Sudah terhitung tiga hari setelah peristiwa itu. Aku selamat, aku bersyukur karena itu. Seluruh warga sibuk mencari Lukman sejak tiga hari yang lalu. Mereka tidak bekerja hanya untuk mencari Lukman, anak Kepala Dusun Margan Kispu. Aku tak tahu sampai kapan aku akan diam seperti ini, aku takut mengatakan yang sebenarnya. Aku sudah berjanji pada Lukman, orang yang menyelamatkan nyawaku malam itu. Permintaan terakhir Lukman, dan janjiku yang terakhir padanya. Sungguh, aku takkan berkata pada siapapun tentang ini. Aku berjanji.


”Kakiku sekarang sudah terjebak, tak mungkin bisa kau tarik dengan cepat, mendahului larinya buaya itu. Aku yang memaksamu ke sini, aku yang harus menanggung semuanya. Pulanglah, jangan perdulikan aku. Biarkan aku dimakan buaya ini, jangan berkata pada siapapun tentang apa yang aku lakukan ini. Biarkan aku pergi, jangan kau sakiti buaya ini jika ia memakanku. Sungguh ini adalah salahku dan aku yang harus menanggung akibatnya.”
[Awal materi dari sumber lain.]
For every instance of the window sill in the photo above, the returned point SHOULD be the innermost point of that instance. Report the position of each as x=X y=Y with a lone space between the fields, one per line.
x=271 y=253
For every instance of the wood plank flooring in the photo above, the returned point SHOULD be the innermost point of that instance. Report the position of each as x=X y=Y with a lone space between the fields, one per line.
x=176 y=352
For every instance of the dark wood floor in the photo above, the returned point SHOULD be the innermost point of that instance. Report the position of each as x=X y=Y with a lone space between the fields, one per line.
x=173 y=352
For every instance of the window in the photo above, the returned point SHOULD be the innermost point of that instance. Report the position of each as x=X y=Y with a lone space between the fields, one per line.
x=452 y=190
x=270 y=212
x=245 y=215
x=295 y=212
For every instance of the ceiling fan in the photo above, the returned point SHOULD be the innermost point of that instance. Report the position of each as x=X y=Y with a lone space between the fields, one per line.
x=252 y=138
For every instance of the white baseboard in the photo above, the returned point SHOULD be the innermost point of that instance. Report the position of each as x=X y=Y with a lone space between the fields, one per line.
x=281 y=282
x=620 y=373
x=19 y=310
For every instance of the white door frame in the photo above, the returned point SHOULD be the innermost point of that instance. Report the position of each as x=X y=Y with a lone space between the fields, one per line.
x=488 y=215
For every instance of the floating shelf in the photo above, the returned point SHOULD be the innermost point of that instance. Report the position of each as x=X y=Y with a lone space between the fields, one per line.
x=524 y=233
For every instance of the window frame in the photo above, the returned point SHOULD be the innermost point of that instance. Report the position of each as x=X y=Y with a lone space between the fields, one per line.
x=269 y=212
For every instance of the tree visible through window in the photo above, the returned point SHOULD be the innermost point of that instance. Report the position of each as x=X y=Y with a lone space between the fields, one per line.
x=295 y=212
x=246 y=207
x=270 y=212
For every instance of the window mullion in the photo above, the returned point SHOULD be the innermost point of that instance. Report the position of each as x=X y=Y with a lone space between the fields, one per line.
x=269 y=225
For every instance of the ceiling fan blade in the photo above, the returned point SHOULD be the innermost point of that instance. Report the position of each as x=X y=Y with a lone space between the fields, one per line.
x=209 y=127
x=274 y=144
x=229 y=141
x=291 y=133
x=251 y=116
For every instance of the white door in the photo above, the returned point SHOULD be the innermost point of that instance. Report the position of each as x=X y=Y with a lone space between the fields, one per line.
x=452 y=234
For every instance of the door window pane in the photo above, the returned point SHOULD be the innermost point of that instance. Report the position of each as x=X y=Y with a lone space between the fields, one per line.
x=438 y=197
“ Takkan ku biarkan kau dimakan buaya itu!”
“ Pulanglah! Biarkan aku menanam kebaikan dengan menyelamatkanmu sebelum aku pergi. Pulanglah Adi, pulanglah!”
Air mataku menetes. Kubiarkan aku menangis di depan Lukman. Kubiarkan ia tahu betapa kehilangannya aku padanya. Aku berjanji Lukman, janjiku yang terakhir padamu, dan bukan janji bodoh seperti saat lalu.